Cell phones and iPods could soon be made with all-plastic chips that would allow the gadgets to survive being dropped over and over, thanks to work of a Dutch researcher.
The added benefit of plastic is that it's cheap. The cost of our beloved tiny toys would drop.
Paulette Prins of the Delft University of Technology demonstrated that specially rebuilt plastic conducts electricity just as well as the silicon wafers that are commonly used to make the semiconductor chips that are the brains of cell phones, MP3 players and other portable consumer electronics.
Other applications include electronic devices with flexible screens that can be rolled up, she noted in her doctoral dissertation, defended earlier this month, and in a paper published in April issue of the journal Physical Review Letters.
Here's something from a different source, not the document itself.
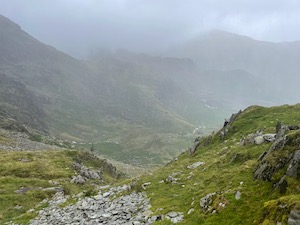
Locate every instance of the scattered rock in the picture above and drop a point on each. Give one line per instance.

It will probably take several years for such products to reach the market, she said.
The limiting factor in making droppable electronics is the chips inside them, Prins said.
The reason iPods and cell phones stop working after being bounced on the pavement is that the chips contain many nearly-microscopic pathways that send operational signals throughout the device.
Those pathways are disturbed by substantial impacts. Plastic chips could absorb bounces better.
Currently, the chips inside electronics conduct electricity at least 1,000 times better than plastic.
Prins discovered that in plastics, the movement of electric charges was mainly hindered by the shape of the polymer, the chain-like molecular structure at the basis of each kind of plastic.
Prins extended the work of a German group that had reshaped a polymer to form a ladder-like structures.
By bombarding the specially developed plastic with electrons from a particle accelerator, she was able to study rapid electrical reactions and demonstrate the new plastic's ability to conduct electricity much better than regular plastic and as well as silicon chips.
"My research shows that the mobility of charges along isolated chains can be as high as the mobility of charges in conventional semiconductors," Prins told LiveScience. "When the organization of the polymer chains in electronic devices is optimized, all-plastic electronic devices can be developed that benefit from this high mobility."